As for the effects of ZnO-NPs on the expressions of proteins related to apoptosis-related genes, the Western blot revealed a higher accumulation of mutated tP53 protein in the T2 group relative to the control and T1 siblings. Mutated tP53 protein marked the damaged DNA favoring cancer cell survival. Furthermore, the T2 group exhibited a higher expression of the Vasa protein that is specific for germ cells and primordial gametocytes, indicating that ZnO-NPs did not affect germ cell differentiation, ensuring the presence of many primary oocytes in T2 ovaries rather than in the control and T1 groups.

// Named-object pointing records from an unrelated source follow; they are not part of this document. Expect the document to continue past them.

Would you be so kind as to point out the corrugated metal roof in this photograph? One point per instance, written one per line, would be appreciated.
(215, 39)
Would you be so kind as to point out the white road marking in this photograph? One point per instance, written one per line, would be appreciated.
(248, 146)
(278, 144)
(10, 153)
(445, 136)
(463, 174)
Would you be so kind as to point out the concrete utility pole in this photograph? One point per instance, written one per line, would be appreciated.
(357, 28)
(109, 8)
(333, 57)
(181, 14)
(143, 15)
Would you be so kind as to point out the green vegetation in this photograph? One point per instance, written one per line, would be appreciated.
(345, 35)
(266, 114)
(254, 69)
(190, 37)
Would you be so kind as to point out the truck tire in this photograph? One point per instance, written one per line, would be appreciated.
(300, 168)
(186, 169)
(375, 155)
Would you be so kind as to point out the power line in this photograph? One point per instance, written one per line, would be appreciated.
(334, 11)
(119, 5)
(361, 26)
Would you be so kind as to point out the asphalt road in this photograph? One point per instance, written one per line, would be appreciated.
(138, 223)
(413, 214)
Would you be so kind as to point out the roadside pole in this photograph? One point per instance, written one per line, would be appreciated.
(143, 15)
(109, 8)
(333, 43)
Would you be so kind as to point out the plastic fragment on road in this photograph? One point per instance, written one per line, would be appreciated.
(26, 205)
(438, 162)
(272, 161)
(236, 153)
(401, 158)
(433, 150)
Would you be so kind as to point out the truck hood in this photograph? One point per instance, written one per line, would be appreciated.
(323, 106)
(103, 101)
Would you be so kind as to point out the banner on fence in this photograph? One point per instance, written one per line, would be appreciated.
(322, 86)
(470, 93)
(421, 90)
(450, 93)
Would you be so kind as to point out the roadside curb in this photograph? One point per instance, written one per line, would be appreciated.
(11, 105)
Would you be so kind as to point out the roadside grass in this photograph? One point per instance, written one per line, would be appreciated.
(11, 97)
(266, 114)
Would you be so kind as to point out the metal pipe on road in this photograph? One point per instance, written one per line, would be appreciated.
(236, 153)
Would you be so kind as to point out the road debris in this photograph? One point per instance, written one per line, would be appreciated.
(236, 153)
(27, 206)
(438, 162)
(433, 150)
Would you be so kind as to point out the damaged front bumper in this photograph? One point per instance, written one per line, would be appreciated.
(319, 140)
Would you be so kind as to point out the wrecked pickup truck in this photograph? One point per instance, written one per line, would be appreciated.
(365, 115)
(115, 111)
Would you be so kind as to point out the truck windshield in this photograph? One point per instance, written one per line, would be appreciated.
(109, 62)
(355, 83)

On the other hand, the T2 group exhibited a significant reduction of progesterone receptor protein Pgr, which has an essential function in the ovulation process. In addition, ZnO-NPs induced oocyte apoptosis via the caspase pathway, which was revealed by the higher expression of cleaved -cas3 protein in the T2 group compared with the control and T1.

Moreover, the ovaries of the T2 females harboring high levels of the tP53-mutated protein that has been reported to be increased in half of the solid tumors, induced cancer cells to survive [86,87].

In zebrafish, the Vasa protein is involved in germ cell formation and is stable throughout early development [88], however, its relation to ovarian necrosis is still poorly understood. Here, we found that the expression of the Vasa protein is upregulated in T2 females compared with the control, supporting the previous results observed in other ovarian cancers [89,90,91].

5. Conclusions

In conclusion, our results revealed that ZnO-NPs can impair the fertility of female zebrafish in a time-dependent manner. Exposing zebrafish to 1/5th of the estimated LC50 of ZnO-NPs (0.69 mg/L) daily for one month caused cytotoxicity in the maturing oocyte by activating autophagy and apoptosis in a caspase-dependent manner and induced oxidative stress by generating ROS that elevated the mutated ovarian tP53 protein. These effects could be implicated in delaying the development of embryos and inducing embryonic abnormalities.